Help needed to get started with text classification

Okay so, there’s definitely a problem with your code: you’re not minibatching the inputs; you’re calling “update” on the whole data. The nlp.update method performs a single gradient-descent step – so you’re only making 200 updates, with each update estimated on the whole dataset. You need to change this to:

from spacy.util import minibatch
    for i in range(10):
        losses = {}
        annotations = [get_cats(label, labelset) for label in train_labels]
        dataset = zip(train_texts, annotations)
        for batch in minibatch(dataset, size=8):
            batch_texts, batch_annots = zip(*batch)
            nlp.update(batch_texts, batch_annots, sgd=optimizer, drop=0.2,
                   losses=losses)

A more general point as well: you should probably try to benchmark against a bag-of-words model, probably using something like scikit-learn. I’ve been wondering what we can do to make this more transparent.

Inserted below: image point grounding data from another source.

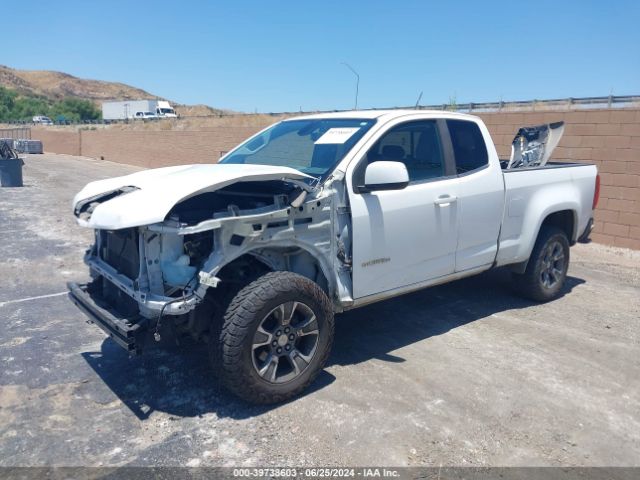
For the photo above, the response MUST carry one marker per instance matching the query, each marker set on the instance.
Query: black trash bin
(11, 172)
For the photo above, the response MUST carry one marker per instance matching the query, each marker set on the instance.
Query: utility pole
(357, 80)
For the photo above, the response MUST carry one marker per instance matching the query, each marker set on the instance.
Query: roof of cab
(387, 114)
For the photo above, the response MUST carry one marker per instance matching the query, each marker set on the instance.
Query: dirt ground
(462, 374)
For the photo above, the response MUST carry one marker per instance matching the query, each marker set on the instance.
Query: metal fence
(16, 133)
(611, 101)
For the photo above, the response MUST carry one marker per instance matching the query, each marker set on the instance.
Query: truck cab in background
(165, 110)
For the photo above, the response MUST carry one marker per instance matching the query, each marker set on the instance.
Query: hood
(146, 197)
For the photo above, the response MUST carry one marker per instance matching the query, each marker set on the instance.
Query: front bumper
(150, 305)
(126, 332)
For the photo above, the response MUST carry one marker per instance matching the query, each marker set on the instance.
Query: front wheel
(275, 339)
(546, 271)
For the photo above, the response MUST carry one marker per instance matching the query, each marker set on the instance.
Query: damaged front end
(142, 274)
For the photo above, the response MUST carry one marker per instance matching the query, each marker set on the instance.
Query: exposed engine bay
(209, 239)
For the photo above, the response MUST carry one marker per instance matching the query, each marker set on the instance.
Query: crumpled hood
(156, 191)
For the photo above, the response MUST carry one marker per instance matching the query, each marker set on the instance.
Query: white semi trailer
(129, 108)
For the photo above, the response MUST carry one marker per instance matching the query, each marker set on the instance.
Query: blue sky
(274, 56)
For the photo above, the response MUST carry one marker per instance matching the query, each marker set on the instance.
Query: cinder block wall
(58, 141)
(610, 138)
(162, 148)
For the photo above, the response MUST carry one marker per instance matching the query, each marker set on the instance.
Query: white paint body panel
(161, 188)
(531, 195)
(401, 240)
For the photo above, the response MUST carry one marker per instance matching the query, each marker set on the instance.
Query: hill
(58, 85)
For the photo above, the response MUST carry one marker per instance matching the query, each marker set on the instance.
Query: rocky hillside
(57, 85)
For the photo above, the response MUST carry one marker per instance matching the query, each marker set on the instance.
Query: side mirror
(385, 175)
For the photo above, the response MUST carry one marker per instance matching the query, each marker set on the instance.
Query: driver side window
(417, 145)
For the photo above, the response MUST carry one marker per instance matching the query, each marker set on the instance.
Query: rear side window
(468, 145)
(417, 145)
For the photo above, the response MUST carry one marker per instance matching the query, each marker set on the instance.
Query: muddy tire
(546, 271)
(275, 339)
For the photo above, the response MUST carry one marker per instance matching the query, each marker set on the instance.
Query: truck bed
(531, 191)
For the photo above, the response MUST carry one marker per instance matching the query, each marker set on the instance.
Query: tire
(275, 339)
(547, 268)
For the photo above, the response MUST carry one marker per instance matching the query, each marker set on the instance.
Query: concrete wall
(609, 138)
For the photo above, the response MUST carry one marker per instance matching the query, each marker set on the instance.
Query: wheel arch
(564, 219)
(295, 257)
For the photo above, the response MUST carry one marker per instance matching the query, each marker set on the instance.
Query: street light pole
(357, 80)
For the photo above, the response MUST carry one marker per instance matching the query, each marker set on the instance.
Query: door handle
(445, 200)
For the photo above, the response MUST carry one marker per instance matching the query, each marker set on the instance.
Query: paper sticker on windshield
(337, 135)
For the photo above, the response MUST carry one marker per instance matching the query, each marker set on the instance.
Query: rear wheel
(276, 337)
(546, 271)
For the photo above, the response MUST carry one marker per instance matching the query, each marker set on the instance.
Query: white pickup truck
(317, 215)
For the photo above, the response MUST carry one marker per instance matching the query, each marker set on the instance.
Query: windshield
(312, 146)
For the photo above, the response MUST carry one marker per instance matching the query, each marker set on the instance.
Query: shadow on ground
(177, 380)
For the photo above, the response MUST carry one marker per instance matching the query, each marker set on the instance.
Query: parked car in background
(129, 109)
(318, 215)
(146, 116)
(42, 120)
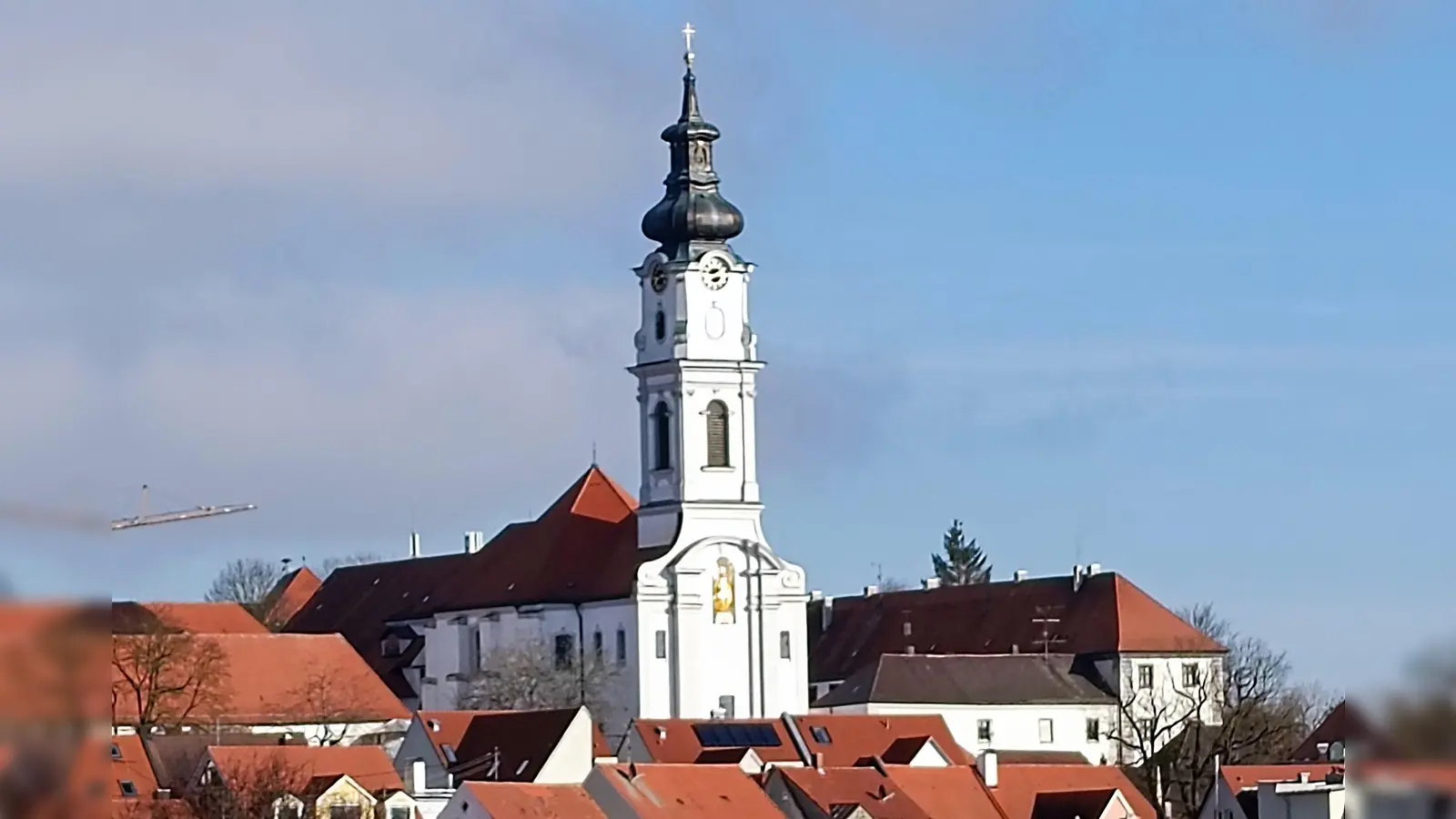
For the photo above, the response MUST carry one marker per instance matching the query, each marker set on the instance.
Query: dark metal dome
(692, 208)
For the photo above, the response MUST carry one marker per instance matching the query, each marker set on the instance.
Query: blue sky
(1165, 288)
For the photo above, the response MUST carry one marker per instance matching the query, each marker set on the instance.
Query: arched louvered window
(662, 436)
(717, 433)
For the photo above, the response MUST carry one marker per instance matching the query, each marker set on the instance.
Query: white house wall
(1014, 727)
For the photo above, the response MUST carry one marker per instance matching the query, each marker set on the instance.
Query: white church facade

Let’s say the neural net model gets you 45%. Then you run a bigram bag-of-words model, and come up with 72% using scikit-learn, with the normal stop-words removal, tf-idf weighting, etc. So you run more hyper-parameter search, and then the neural net gets 73%. More hyper-parameter tuning on the scikit-learn model gets you 78%, while you can come up with from spaCy is 77.8%.

If the bigram model instead got you 40%, you’d probably end the hyper-parameter search from the neural network sooner, as you’d rightly conclude the problem’s probably hard and it’ll be tough to do much better. My point here is that one of the problems with hyper-parameter search is not knowing what you “ought” to be getting, which makes it hard to know whether you’re in roughly the right sort of hyper-parameter space.

If you know you’re 30% behind where you could be, that really changes what sort of decisions you explore. More epochs won’t get you 30% accuracy. Changing the batch size or the learning rate might though. So, life is a lot easier if you have a comparison point. Running some experiments with a simpler model is really good for framing the problem.